Torniamo in sede. Passa un tizio bardato da emergenza atomica: tuta bianca dalla testa ai piedi, guanti rossi, mascherina azzurrina, occhialoni tipo quelli da sub e sulla schiena una tanica, agganciata con due bretelle, a mo’ di zaino. Dalla tanica parte un tubicino. Ma chi diavolo è? Dove andrà?
«Vuole conoscerlo?», ammicca Gazzoni, «lui è Gianguido».

Gianguido Malacarne è il magazziniere incaricato di sanificare i mezzi dell’azienda: furgoni, escavatori, tutto quanto.
«Come si sta qui dentro... Lei cosa dice?».
Meglio la camicia.
«Sto facendo la sauna, io».
Per quanto, Malacarne?
«Due ore e mezzo, una volta alla settimana. È come stare in un sacco ma non si può fare a meno».
Il tubicino?
«Ci attacco il nebulizzatore, è così che si fa la sanificazione», mentre l’igienizzazione viene fatta ogni giorno, varie volte, con lo spruzzino.

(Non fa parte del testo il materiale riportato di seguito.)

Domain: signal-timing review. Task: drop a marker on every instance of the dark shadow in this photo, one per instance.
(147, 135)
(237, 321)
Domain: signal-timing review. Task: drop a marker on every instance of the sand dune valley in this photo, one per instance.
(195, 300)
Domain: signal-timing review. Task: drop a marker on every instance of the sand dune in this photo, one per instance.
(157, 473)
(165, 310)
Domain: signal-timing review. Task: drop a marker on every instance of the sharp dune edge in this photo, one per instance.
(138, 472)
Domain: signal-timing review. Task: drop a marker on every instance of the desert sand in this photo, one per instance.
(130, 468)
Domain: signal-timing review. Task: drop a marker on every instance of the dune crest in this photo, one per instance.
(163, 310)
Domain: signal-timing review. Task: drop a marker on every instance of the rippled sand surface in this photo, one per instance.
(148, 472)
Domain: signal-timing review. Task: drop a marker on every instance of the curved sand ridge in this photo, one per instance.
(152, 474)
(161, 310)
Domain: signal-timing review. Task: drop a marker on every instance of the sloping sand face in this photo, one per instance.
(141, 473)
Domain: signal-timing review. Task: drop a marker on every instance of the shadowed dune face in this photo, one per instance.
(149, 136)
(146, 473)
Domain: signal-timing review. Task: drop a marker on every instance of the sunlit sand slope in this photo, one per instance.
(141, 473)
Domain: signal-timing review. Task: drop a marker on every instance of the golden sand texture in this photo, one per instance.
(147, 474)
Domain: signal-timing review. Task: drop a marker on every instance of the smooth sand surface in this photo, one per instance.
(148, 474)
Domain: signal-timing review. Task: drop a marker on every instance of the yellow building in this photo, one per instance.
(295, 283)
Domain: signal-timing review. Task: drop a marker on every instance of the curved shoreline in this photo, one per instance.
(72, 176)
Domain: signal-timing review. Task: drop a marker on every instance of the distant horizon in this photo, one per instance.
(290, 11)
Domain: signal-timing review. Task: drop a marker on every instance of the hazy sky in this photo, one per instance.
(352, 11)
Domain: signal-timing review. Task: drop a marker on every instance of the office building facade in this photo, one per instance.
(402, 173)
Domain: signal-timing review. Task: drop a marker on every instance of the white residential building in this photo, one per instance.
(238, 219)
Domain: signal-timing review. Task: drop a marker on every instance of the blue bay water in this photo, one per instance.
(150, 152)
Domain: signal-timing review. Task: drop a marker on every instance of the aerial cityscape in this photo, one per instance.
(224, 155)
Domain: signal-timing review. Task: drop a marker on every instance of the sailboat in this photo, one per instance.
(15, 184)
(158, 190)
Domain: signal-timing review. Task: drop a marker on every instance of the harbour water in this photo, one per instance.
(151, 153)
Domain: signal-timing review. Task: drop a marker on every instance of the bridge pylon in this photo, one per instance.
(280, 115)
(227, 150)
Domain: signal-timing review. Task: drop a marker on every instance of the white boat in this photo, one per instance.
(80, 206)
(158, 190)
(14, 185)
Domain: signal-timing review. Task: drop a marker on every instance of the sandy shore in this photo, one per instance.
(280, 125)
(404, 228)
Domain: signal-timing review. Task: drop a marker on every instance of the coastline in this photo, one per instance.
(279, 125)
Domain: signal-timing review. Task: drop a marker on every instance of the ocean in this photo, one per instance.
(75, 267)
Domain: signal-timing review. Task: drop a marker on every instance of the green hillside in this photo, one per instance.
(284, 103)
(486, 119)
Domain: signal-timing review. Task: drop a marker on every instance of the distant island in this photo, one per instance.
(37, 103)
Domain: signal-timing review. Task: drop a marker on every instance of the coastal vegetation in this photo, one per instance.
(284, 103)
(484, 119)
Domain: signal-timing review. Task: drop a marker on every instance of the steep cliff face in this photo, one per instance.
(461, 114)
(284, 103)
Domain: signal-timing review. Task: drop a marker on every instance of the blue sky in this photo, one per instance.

Referente Covid-19 per il reparto amministrativo è Genny Simoni. Anche gli impiegati ogni mattina passano per il termoscanner. Negli uffici la sanificazione dell’aria si fa con le lampade a raggi ultravioletti: «Ne abbiamo comperate due», spiega Andrea Gazzoni, «sono state inserite nell’impianto di ventilazione e rimangono sempre accese».